British American Tobacco (BATS) might have hoped reconfirming guidance for full-year sales of vapour and tobacco heating products – expected to almost treble to £900m – would calm investor fears of growing regulatory pressures. However, the update did little to boost the shares, which are down 45 per cent during the past 12 months.
In fact, tobacco has been the single worst-performing sector in 2018 in capital terms, excluding dividends, out of the 39 industry groupings that form the FTSE All-Share, according to research by AJ Bell. The tobacco sector is down 41 per cent, compared with a 9 per cent decline across the broader All-Share. British American Tobacco has been the hardest hit out of the two UK-listed tobacco companies, compared with a 21 per cent decline for Imperial Brands (IMB).
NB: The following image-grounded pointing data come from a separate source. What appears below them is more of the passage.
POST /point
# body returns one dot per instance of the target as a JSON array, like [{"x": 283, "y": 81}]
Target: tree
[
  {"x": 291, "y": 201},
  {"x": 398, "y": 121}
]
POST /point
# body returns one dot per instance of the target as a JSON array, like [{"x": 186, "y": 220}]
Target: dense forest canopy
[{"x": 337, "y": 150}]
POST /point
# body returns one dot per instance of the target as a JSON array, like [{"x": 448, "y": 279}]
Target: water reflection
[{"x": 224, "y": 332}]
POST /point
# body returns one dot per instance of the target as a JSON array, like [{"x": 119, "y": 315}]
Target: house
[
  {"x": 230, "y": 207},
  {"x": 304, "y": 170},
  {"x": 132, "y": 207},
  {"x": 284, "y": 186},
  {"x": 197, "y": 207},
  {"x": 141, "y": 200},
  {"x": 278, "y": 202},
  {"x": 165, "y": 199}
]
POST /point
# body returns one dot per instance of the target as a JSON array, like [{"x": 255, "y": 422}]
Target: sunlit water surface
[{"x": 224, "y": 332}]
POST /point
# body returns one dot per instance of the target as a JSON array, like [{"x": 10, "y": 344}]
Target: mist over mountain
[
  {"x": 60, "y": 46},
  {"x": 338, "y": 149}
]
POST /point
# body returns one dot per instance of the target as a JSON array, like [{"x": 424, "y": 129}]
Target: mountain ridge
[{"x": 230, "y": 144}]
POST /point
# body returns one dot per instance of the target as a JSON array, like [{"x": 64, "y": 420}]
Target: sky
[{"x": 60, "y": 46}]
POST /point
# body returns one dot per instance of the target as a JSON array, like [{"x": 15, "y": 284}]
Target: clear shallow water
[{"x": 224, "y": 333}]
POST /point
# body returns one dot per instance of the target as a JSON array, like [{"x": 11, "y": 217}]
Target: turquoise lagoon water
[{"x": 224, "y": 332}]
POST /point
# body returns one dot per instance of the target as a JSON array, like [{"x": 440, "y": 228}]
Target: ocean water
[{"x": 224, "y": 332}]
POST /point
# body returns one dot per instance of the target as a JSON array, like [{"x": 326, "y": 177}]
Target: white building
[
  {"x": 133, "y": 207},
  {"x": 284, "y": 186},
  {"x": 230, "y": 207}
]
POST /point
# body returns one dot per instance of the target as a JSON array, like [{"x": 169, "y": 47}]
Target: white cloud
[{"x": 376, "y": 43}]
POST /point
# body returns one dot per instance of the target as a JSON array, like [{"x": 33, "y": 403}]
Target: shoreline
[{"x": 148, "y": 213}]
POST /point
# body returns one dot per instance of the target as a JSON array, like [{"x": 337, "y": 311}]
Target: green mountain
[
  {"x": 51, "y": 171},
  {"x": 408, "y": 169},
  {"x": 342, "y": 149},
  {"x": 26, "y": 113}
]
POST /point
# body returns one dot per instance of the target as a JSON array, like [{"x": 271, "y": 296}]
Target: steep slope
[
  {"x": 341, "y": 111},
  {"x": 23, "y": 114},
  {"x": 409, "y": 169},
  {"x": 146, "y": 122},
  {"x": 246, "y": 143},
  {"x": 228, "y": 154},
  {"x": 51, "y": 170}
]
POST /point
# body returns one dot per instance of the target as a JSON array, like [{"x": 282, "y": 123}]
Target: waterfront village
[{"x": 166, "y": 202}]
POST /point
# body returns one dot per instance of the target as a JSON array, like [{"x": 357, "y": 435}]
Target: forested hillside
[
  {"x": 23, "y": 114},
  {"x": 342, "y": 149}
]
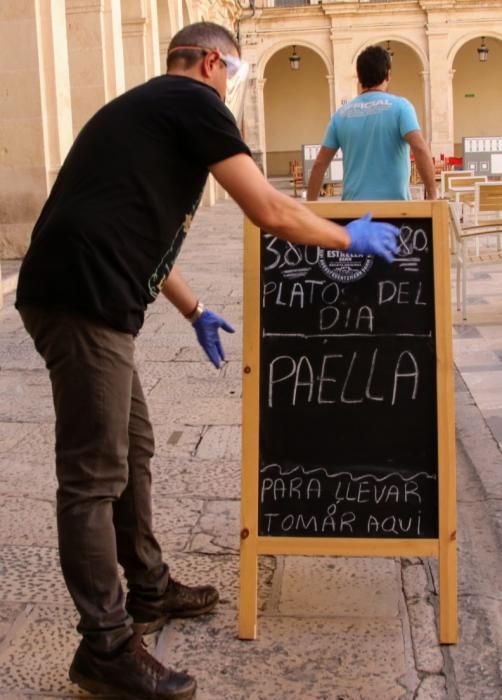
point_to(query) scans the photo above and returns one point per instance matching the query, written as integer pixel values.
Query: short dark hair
(373, 66)
(204, 34)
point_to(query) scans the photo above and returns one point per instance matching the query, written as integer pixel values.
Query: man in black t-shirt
(102, 249)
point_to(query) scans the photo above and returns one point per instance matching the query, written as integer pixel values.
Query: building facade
(436, 64)
(60, 60)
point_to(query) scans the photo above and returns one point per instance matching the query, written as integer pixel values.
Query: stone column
(441, 93)
(96, 55)
(343, 83)
(140, 33)
(35, 113)
(426, 127)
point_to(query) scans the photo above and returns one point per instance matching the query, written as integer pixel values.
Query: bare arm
(324, 158)
(273, 211)
(179, 293)
(423, 159)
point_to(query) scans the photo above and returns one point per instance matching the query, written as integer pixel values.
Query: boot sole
(100, 688)
(150, 627)
(193, 613)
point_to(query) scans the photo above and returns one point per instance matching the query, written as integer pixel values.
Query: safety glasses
(233, 64)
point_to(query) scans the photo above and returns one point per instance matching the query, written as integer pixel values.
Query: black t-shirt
(124, 199)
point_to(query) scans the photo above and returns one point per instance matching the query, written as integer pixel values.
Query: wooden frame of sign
(381, 534)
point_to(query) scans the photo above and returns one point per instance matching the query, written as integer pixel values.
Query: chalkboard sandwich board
(348, 427)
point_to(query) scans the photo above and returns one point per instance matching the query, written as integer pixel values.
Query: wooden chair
(463, 235)
(446, 176)
(488, 202)
(462, 188)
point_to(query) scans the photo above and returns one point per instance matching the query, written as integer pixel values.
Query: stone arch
(465, 38)
(286, 43)
(294, 106)
(476, 90)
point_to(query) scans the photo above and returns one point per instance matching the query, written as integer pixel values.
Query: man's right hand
(373, 238)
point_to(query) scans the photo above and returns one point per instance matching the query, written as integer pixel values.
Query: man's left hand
(207, 329)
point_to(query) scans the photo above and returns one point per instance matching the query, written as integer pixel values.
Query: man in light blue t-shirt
(375, 132)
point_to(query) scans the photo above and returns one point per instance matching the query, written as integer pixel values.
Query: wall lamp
(294, 60)
(483, 51)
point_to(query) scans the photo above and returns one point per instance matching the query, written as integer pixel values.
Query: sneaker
(177, 601)
(132, 673)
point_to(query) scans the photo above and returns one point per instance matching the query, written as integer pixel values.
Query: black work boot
(131, 673)
(150, 614)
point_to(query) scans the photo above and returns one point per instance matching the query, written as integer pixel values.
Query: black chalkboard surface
(348, 404)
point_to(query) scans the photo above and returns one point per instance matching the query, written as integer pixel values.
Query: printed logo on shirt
(340, 266)
(365, 109)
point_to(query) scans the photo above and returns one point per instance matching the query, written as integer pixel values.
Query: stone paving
(329, 628)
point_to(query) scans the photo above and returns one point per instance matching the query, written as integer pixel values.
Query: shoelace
(138, 647)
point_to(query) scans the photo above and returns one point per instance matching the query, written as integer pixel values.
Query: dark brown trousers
(104, 442)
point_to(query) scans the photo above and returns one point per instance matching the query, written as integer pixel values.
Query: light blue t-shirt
(376, 159)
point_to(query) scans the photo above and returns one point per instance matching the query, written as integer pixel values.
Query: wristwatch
(196, 312)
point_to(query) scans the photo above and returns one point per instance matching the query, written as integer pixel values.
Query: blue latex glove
(206, 328)
(373, 238)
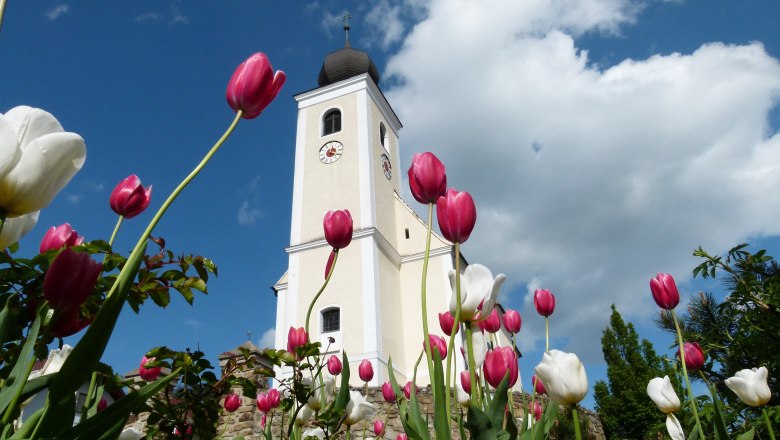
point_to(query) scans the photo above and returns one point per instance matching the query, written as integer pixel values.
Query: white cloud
(55, 12)
(268, 339)
(598, 179)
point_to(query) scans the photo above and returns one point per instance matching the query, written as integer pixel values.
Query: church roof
(346, 63)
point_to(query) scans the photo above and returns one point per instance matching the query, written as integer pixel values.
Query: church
(347, 156)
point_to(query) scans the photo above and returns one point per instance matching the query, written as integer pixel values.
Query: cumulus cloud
(268, 339)
(598, 178)
(55, 12)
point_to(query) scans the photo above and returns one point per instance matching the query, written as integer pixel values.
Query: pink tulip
(59, 236)
(366, 371)
(148, 374)
(70, 279)
(388, 393)
(427, 178)
(457, 215)
(512, 321)
(408, 390)
(338, 228)
(447, 322)
(497, 362)
(438, 343)
(465, 381)
(334, 365)
(268, 401)
(379, 428)
(232, 402)
(538, 385)
(544, 301)
(253, 86)
(130, 198)
(69, 323)
(665, 291)
(537, 411)
(296, 338)
(694, 356)
(492, 323)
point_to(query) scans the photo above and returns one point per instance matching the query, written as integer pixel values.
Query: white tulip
(661, 392)
(358, 408)
(477, 285)
(563, 376)
(16, 227)
(674, 428)
(37, 159)
(751, 386)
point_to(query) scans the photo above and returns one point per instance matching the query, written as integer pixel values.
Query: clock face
(386, 167)
(331, 152)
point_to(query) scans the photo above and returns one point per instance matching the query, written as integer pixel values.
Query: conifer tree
(625, 410)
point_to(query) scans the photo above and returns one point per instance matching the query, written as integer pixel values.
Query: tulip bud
(544, 301)
(662, 394)
(492, 323)
(465, 381)
(296, 338)
(447, 322)
(148, 374)
(438, 343)
(694, 356)
(59, 236)
(130, 198)
(665, 291)
(254, 85)
(366, 371)
(538, 385)
(751, 386)
(70, 279)
(497, 362)
(427, 178)
(232, 402)
(379, 428)
(338, 228)
(334, 365)
(388, 393)
(563, 376)
(512, 321)
(457, 215)
(408, 390)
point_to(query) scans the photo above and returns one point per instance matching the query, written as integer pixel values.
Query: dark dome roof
(346, 63)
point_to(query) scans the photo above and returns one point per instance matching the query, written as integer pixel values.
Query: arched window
(331, 122)
(331, 320)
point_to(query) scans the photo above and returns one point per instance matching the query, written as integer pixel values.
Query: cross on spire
(345, 19)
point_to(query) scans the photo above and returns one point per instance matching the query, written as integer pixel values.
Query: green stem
(576, 418)
(116, 229)
(694, 406)
(768, 424)
(427, 340)
(322, 289)
(547, 333)
(182, 185)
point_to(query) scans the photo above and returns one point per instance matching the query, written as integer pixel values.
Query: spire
(346, 18)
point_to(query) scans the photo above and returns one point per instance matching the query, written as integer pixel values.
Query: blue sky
(618, 136)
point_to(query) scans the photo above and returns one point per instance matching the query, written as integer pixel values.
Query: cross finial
(346, 18)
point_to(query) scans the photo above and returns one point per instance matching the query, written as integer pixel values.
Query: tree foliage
(623, 405)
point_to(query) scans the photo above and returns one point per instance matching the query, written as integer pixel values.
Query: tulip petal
(43, 170)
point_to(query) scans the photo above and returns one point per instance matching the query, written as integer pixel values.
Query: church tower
(347, 157)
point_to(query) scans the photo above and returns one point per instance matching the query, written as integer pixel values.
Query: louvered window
(331, 320)
(331, 123)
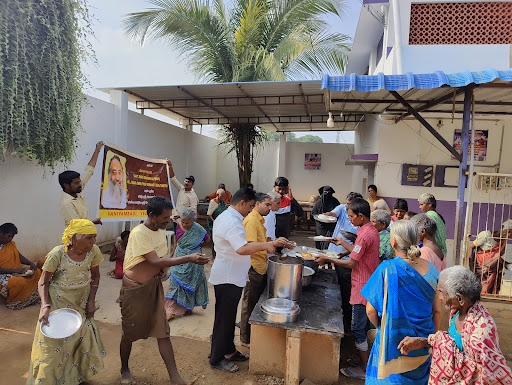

That is probably due to its heightened exposure to the US, boosted by the 2017 acquisition of Reynolds. American regulator the Food and Drug Administration (FDA) has considered cutting the amount of nicotine that can be allowed in combustible cigarettes, putting heavier regulations on menthol cigarettes, and has threatened an investigation into whether it should ban some flavoured e-cigarette and vaping products because of their popularity with teens. The ongoing concern with tobacco companies centres on whether innovative new products can compensate for declining cigarette volumes over the long term.